I have been frantically painting trying to get this years blue night picture out the door for a printing deadline. I have made one of these every year for about thirty years. Here I am though, lets see.................
A reader on the comments page recently asked me:
Please help my confusion on values. I have read and been taught to not use the full spectrum of values because it weakens the painting. Their instruction has been to narrow your values to three no more than four value groups by compressing the values together. By doing this you make a stronger pattern of shapes that holds together, especially from a distance. Please clarify. Looking forward to your response.
This is a big question and I may need more than a single post to answer it.

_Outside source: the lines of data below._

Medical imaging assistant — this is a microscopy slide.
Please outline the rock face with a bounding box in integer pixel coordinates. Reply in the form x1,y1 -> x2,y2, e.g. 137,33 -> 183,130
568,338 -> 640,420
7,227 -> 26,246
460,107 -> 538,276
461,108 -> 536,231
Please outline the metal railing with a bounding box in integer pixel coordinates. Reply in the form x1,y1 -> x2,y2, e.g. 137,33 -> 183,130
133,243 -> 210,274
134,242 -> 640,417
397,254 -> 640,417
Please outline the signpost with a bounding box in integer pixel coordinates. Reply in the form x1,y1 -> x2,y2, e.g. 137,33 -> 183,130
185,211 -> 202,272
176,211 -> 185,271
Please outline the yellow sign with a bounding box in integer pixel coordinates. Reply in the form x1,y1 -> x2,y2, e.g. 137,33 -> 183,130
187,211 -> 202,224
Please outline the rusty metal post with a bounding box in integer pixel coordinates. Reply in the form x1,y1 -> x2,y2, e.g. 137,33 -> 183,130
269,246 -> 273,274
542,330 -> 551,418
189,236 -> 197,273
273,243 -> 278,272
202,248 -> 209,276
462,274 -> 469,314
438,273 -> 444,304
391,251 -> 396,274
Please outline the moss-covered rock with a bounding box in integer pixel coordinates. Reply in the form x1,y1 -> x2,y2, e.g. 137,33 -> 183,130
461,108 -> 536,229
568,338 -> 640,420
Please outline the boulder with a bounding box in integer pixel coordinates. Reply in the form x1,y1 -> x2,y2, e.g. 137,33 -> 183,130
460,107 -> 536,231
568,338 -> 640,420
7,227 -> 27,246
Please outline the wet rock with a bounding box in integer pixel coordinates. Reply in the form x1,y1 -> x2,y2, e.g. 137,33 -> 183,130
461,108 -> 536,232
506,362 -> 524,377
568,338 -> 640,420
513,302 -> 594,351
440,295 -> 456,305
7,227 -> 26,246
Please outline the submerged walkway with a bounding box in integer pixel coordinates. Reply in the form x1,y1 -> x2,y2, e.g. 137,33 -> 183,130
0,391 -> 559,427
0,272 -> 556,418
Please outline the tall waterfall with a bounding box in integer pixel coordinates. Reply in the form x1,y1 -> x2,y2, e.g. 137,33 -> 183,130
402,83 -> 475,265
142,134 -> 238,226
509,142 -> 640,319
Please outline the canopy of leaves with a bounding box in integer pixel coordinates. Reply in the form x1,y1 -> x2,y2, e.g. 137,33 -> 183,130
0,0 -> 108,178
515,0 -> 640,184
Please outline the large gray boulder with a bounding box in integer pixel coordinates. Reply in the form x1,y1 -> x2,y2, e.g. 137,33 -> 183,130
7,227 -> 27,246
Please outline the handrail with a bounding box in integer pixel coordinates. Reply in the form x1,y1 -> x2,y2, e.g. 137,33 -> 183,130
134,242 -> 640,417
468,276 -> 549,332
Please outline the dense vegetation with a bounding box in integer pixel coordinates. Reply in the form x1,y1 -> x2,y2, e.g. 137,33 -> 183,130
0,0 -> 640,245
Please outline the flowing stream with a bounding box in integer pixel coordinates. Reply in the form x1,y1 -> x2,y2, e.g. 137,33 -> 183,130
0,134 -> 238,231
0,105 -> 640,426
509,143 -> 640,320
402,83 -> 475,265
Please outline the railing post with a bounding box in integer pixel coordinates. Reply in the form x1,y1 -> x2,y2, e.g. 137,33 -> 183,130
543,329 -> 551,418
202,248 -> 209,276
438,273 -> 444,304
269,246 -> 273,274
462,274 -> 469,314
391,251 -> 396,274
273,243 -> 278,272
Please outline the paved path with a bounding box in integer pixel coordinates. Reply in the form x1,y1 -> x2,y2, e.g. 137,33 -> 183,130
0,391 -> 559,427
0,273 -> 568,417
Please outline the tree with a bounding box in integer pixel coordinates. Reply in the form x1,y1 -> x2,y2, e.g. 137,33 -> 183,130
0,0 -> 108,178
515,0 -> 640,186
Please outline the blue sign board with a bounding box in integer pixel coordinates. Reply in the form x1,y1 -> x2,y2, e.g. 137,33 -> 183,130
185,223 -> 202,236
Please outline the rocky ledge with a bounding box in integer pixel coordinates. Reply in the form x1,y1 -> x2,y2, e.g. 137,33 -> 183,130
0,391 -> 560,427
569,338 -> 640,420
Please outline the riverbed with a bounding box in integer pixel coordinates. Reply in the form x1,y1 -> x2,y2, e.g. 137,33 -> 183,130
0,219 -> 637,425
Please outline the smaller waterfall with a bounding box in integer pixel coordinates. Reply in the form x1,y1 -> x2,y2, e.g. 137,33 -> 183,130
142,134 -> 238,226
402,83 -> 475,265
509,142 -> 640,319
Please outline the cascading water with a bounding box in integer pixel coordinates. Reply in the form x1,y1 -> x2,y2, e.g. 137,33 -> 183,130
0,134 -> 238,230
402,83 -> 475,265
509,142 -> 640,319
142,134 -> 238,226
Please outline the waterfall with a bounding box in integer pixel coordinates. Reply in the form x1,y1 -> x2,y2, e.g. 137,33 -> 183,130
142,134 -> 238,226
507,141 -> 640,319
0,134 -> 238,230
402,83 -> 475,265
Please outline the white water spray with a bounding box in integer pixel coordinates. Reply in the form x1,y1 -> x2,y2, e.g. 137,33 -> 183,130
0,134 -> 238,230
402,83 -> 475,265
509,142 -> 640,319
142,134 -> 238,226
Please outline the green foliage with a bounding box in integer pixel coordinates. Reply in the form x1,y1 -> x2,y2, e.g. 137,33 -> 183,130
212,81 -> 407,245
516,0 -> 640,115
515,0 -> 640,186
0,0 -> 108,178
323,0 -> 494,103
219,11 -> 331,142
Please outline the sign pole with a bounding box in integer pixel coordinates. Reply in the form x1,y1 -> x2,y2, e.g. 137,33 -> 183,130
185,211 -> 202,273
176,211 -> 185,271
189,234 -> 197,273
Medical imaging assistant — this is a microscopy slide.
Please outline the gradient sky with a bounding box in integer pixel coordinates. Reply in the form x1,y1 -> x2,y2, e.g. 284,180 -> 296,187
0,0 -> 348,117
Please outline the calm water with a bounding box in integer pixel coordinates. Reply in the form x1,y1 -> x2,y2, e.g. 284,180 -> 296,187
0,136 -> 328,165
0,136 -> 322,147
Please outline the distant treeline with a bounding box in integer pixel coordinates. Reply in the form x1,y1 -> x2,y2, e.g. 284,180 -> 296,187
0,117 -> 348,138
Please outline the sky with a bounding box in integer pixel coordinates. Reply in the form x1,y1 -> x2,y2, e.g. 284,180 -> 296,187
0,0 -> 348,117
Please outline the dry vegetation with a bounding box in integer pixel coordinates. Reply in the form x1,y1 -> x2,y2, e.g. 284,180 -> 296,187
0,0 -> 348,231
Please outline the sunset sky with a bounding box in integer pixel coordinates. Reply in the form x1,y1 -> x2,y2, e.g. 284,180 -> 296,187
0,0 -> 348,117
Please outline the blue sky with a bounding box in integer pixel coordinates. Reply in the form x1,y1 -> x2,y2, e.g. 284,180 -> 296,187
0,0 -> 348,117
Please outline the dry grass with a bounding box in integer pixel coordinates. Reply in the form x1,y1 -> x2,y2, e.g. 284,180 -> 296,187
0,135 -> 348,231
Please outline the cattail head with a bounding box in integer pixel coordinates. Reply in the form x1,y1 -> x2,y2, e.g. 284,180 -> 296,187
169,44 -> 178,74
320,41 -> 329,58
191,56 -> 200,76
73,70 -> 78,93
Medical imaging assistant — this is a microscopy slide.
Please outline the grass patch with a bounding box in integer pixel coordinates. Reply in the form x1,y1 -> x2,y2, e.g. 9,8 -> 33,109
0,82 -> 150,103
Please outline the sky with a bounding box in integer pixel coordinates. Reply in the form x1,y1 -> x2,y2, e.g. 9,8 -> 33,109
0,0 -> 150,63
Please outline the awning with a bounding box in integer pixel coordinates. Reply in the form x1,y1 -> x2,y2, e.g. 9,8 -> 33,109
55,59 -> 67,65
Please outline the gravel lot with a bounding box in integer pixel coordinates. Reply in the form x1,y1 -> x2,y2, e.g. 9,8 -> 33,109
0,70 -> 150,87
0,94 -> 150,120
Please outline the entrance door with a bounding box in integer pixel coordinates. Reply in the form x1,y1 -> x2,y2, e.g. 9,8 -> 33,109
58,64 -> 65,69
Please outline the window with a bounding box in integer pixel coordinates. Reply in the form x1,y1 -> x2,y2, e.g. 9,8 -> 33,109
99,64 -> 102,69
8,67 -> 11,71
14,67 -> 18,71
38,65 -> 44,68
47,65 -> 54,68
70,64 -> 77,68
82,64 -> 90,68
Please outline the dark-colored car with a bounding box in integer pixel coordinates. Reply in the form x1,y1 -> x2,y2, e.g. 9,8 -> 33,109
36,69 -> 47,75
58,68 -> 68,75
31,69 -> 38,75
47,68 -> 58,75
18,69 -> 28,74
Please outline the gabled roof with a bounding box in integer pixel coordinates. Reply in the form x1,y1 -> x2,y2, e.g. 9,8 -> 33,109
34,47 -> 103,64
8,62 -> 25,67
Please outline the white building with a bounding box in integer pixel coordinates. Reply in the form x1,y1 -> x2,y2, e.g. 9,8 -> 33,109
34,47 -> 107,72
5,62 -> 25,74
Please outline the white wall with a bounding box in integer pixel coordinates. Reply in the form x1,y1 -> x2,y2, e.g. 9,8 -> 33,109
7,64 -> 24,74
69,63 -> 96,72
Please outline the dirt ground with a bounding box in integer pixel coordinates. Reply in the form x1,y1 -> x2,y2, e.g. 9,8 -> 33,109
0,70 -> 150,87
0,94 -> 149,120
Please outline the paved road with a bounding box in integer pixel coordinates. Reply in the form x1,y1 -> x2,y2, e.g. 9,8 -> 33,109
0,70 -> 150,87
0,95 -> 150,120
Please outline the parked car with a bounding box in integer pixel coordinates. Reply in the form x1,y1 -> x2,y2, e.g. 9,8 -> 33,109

1) There is the appearance of nature in light as it sits before you. I think I can readily discern and express about ten different values outside. Before the cast, as an atelier student I was taught with ten values. In practice I use maybe one or two less than that if I am trying to the the look of nature. When I teach, I generally try to point out the difference between nature and the students work. Most of the students I meet in workshops are struggling to get the image successfully and halfway accurately onto the canvas. That is the first skill that a student needs, transcription. This is not necessarily art, it is a skill and anyone can acquire it with some hard work.
Until a student has this ability it seems important to me, to help them "see" nature more clearly. I talk a lot about design, arrangement, color etc. but if I neglect to steer students closer to the look of nature I run the risk of teaching them "how I do things" rather than broader skills they can use themselves. So when I teach I would only suggest to the most advanced students that they paint their values any differently than they see them.
That artists who work in reduced numbers of values agree there are more values than they use seems clear, as they speak of compressing or limiting their values.
2) It is possible, perhaps desirable, to reduce the values in a design to get more unity of effect, a broader look and a clearer assembly of shapes. Usually the effect is one of a stronger, simpler arrangement. But, this is a lens through which painter looks at nature, and not the appearance of nature itself. Compressing values, means to change them to something else, hopefully more desirable artistically.
This is a design method, and as such, a convention, a personal choice. That's OK, it is art after all, and the art lies in the choices we make about how the painting will look more than in cold transcription. Below is a sphere with the parts of the light labeled on it.
The sphere above has five separate lights. A tree in light or a head or figure will generally need five separate values to explain itself. Where these five different values come from on the value scale, whatever size (but ten for the sake of this explanation) can be chosen and they could be derived from the middle of the scale or one end or even spread across its length from Stygian darkness to unalloyed white. I find it difficult to work effectively with fewer than five values. I sometimes will design pictures using three premixed values, but when I make that into a picture I feel the need to add a few more values here and there. Even this five value system precludes the representation of halftones. Each halftone (modeling in the lights) would add a separate value to the list. I don't present all of this to discourage the practice of suppressing or compressing values. This topic arose out of my listing problems that plague workshop students. I would suggest that the artist should first be able to render in a full and not a truncated panoply of values before reducing their number.
4) I didn't hear the idea of compressing values until perhaps fifteen years ago, no doubt because of the enormous and beneficial influence of Richard Schmid. I learned something similar in the Gammell Studios though. It was called the "BIG LOOK". The idea was this....Not to cut up your big shapes with lots of varying values or details within them. One was to keep their shapes big, or uncluttered. Shapes of similar value would be conjoined and darks or lights deliberately linked. All of these plus suppression of detail gave a broader simpler look. Gammell often derided what he called "looking into the shadows" that is allowing yourself to refocus your vision and examine separately from the lights the value changes and detail within the shadows. That is the shadows would be mistakenly painted as they appeared when examined individually and not as seen in relationship to the entire scene including the lights. This was seen as the enemy of the big look.